I recently had the pleasure of speaking with industry guru and all-around nice guy, Michael Kitces. Our discussion was focused on trends in advisor technology, which meant that the subject of roboadvisors had to be covered at some point.
You can watch the video using the link below, or read the transcript that follows.
Is It Time for Consolidation in the Roboadvisor Space?
Craig Iskowitz: Michael, do you believe that there is room in the market for so many roboadvisors?
Michael Kitces: I think there is, but I’m not sure how big the market size and the buying capability is. The fundamental challenge I always had with… once the phenomenon of robo moved away from asset management and became just an onboarding technology layer or client experience technology layer, at that point you don’t really have a company, you barely even have a product. What they have done is provided a roadmap for the incumbents firms to improve their existing technology and match the the robo functionality.
When Schwab, Fidelity and TD Ameritrade improve their own technology on their websites and improve their eSignature and onboarding capabilities, you won’t need robo technology anymore. The onboarding experience comes from the incumbent and the trading, rebalancing, model management tools already exist in an active landscape that’s been around the advisor world for a long time.
The demand for better technology layers for interfacing with the consumer is definitely there, but I’m not sure if that needs to be an independent company when it can easily be built by incumbent providers. This idea of an intermediary, robo overlay level isn’t sustainable. Incumbent providers will either buy them or build their own.
Iskowitz: Some incumbents have already purchased robo technology firms when their internal analysis said it was cheaper than building it themselves (i.e. Invesco + Jemstep, BlackRock + FutureAdvisor). But incumbent technology providers, such as Envestnet and Vestmark, have successfully built their own solutions from scratch. I know some of you are saying that Envestnet purchased robo technology provider Upside back in 2015. However, I heard that they wound up ditching most of the Upside code and rewriting everything for their Advisor Now product.
What’s So Special About Roboadvisor Technology?
Iskowitz: The majority of the technology developed by roboadvisors is not new or innovative. People have been saying this since the first roboadvisor was launched. What they have done is take back office technology that has been used by advisory firms for years, and in some cases decades, and attached a self-help user interface in front of it.

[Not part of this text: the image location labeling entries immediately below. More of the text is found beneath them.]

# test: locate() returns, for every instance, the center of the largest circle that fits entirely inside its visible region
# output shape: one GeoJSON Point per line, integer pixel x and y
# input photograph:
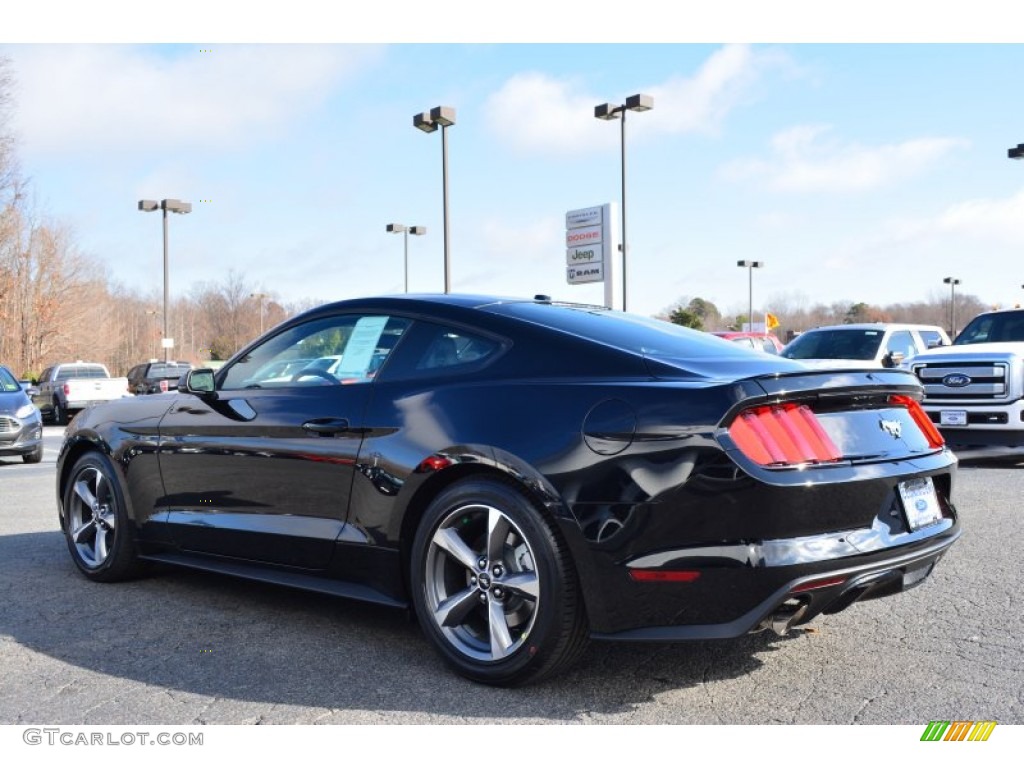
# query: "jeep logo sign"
{"type": "Point", "coordinates": [583, 255]}
{"type": "Point", "coordinates": [956, 380]}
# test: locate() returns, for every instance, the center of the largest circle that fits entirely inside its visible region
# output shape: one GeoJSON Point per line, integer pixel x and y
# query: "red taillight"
{"type": "Point", "coordinates": [922, 419]}
{"type": "Point", "coordinates": [782, 435]}
{"type": "Point", "coordinates": [434, 464]}
{"type": "Point", "coordinates": [820, 584]}
{"type": "Point", "coordinates": [643, 574]}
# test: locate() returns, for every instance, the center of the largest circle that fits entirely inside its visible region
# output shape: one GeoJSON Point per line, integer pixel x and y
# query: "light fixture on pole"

Kitces: I would be very bullish on UI/UX jobs in advisor fintech. The people designing this stuff have great job potential. But I don’t know how long it will continue to exist as an independent product.
There was a phenomenon for years that we didn’t know how bad our user experience was because we only compared ourselves to each other and everyone sucked equally. The benefit that the robo firms provided to the industry was that they pointed out how bad everyone’s user experience was! (See How the RoboAdvisor Renaissance Pushed the Industry Out of the Dark Ages)
It was not surprising that a bunch of pure technology firms with no legacy constraints came in and designed something from scratch that was amazing. Then the industry had an “oh, crap” moment when they realized how far behind they were and it set off this flurry of interest.
The interest in robo tech grossly outweights the amount of assets that roboadvisor firms have gathered. I believe that Vanguard’s Personal Advisor Service takes in more assets in a week even in a day than all the roboadvisor firms cumulatively ever. (See 4 Reasons Why the End is Near for Wealthfront)
Iskowitz: Michael is only off a little on his estimates. Vanguard’s hybrid roboadvisor service has ramped up their asset gathering in 2017 to $5 billion per month. Betterment has almost $9 billion total and Wealthfront just hit $5 billion total assets. So, Vanguard actually needs three months to take in as much as both roboadvisors’ combined total assets. Not too shabby. (See Wealthfront Revs Up AI, But Is Still Running on Fumes)
While both are still technically growing, Betterment and Wealthfront have seen their asset growth slow significantly in the shadow of Vanguard and Schwab. They are both actually just nice sized RIA’s.
Kitces: In the independent RIA community, we see there is a race to $10 billion in AUM. There’s nothing wrong with roboadvisors saying that they have a particular angle for servicing particular demographics. It is all good as a company-building value proposition. The only caveat is that all the other RIA’s competing in that space are bootstrapped, while the larger robos did it at $500 million venture valuations.
It’s not that they’re bad companies, or that they’re not delivering something of value, but to me there’s still a gross mismatch between the funding they received and the expectations that were created versus what has actually turned out.